At the interface of physics and biology our goal is to build three-dimensional propagation models that underpin the progressive and invasive nature of neurodegenerative pathologies.
The pathological hallmark of neurodegenerative disorders in Alzheimer’s, Parkinson’s disease and amyotrophic lateral sclerosis is the focal accumulation of a specific protein that has a propensity to aggregate and deposit in the brain. While pathological protein aggregation is ubiquitously associated with neurodegenerative diseases, the underlying mechanisms are largely unclear.
These pathological inclusions majorly consist of the accumulation of proteins belonging to the class of intrinsically disordered proteins. We are fascinated with this challenging class of proteins as they are dynamic, heterogeneous systems and the physics that governs their (dys)function in health and disease is largely unknown.

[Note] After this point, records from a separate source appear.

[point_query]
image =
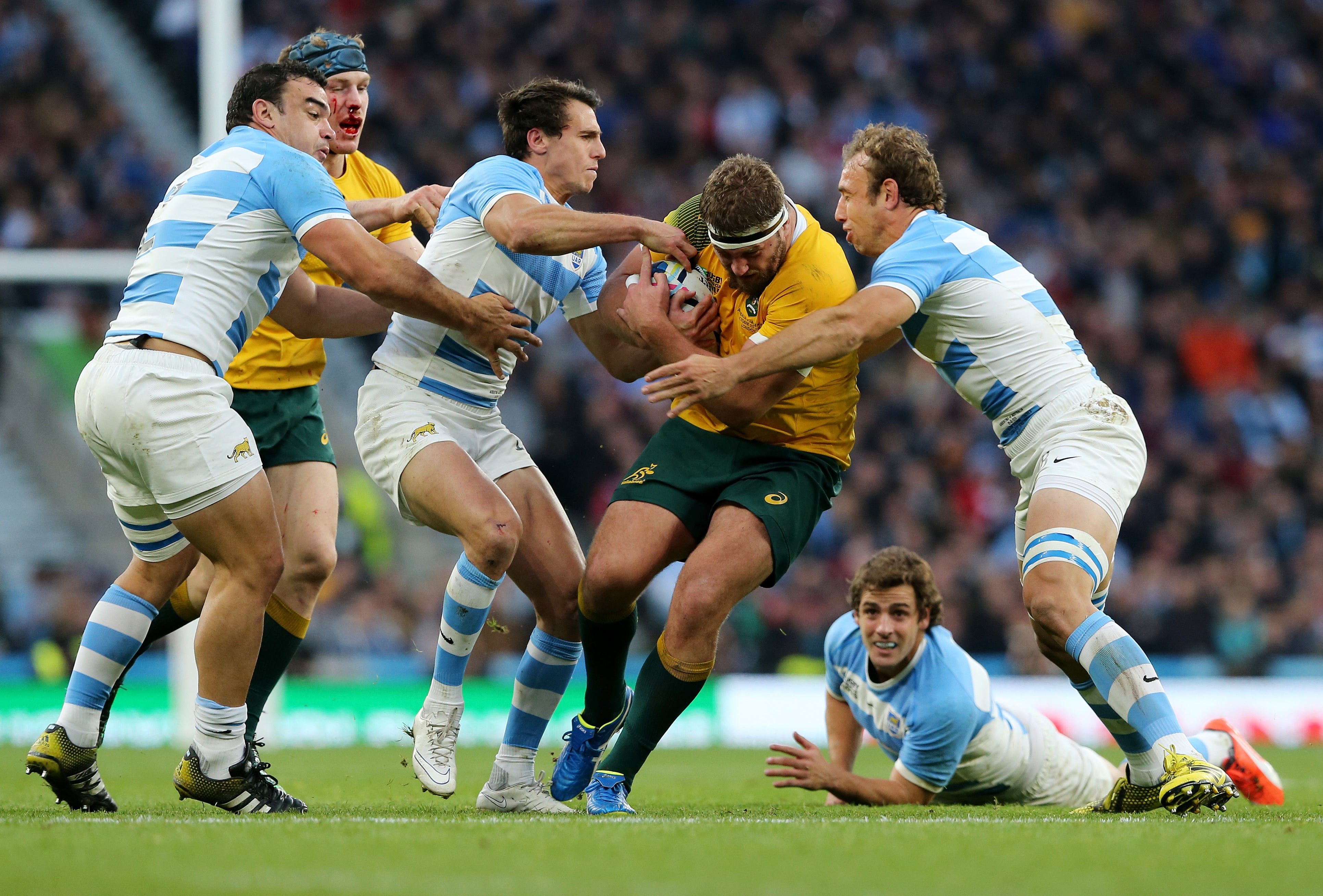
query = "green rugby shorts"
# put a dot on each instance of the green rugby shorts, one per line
(288, 424)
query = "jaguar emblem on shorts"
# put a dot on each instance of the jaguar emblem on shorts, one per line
(639, 476)
(1108, 411)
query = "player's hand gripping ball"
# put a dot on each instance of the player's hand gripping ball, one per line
(679, 280)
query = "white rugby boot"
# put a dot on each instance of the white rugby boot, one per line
(524, 797)
(434, 732)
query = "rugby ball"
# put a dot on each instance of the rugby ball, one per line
(678, 278)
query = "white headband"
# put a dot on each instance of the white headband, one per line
(751, 237)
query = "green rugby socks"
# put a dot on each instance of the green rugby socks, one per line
(666, 687)
(607, 648)
(284, 632)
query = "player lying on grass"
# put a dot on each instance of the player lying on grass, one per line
(276, 386)
(734, 486)
(895, 672)
(997, 337)
(432, 436)
(222, 253)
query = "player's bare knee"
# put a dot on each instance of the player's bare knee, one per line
(491, 545)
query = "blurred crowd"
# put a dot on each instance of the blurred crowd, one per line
(72, 175)
(1154, 163)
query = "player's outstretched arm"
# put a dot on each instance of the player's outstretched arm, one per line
(420, 206)
(806, 767)
(523, 224)
(311, 311)
(400, 285)
(818, 338)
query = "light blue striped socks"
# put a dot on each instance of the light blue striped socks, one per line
(1129, 698)
(469, 597)
(116, 631)
(540, 683)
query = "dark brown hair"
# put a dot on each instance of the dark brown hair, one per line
(900, 154)
(894, 567)
(265, 81)
(743, 192)
(541, 104)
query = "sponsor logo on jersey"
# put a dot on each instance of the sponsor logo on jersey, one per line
(639, 476)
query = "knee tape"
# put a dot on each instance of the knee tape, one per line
(1067, 546)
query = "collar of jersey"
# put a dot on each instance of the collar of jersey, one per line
(900, 677)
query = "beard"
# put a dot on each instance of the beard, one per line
(754, 282)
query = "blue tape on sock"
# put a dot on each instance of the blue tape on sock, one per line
(477, 576)
(1080, 637)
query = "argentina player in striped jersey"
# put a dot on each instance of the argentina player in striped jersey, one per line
(991, 331)
(183, 472)
(432, 436)
(894, 672)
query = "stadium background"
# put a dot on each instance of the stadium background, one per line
(1154, 165)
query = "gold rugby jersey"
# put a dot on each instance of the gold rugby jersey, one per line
(273, 358)
(820, 413)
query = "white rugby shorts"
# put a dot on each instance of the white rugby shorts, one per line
(162, 428)
(397, 420)
(1072, 775)
(1087, 441)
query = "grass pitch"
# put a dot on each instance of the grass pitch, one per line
(708, 824)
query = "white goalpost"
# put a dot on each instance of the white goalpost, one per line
(220, 59)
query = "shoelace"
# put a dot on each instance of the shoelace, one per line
(436, 739)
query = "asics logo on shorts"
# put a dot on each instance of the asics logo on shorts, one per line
(639, 476)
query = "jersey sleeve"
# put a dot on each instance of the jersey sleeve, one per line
(491, 181)
(583, 300)
(838, 634)
(301, 191)
(936, 743)
(917, 268)
(388, 187)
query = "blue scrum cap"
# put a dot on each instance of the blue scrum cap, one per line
(328, 53)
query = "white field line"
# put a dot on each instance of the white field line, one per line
(539, 820)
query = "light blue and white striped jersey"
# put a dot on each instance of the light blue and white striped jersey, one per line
(982, 321)
(470, 261)
(936, 719)
(223, 243)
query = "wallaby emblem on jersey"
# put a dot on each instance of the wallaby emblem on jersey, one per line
(639, 476)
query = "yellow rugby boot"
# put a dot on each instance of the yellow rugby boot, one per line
(1124, 797)
(1193, 783)
(249, 789)
(71, 771)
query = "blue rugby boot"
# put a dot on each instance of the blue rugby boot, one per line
(584, 751)
(607, 793)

Our group seeks to understand the dynamic assembly, physical properties and (dys)function of intracellular states of matter in neurons. In particular we are interested in the dynamic properties of spacial organization and how this regulates the much required dynamic processes in the brain, ranging from activation of neurogenesis and synaptogenesis, modulating synaptic transmission and neuronal communication to neurodegeneration. We undertake a multidisciplinary approach by combining the use and development of single molecule optical techniques, soft matter material science, computational modeling and induced pluripotent stem/organoid technology to probe quantitative neuroscience.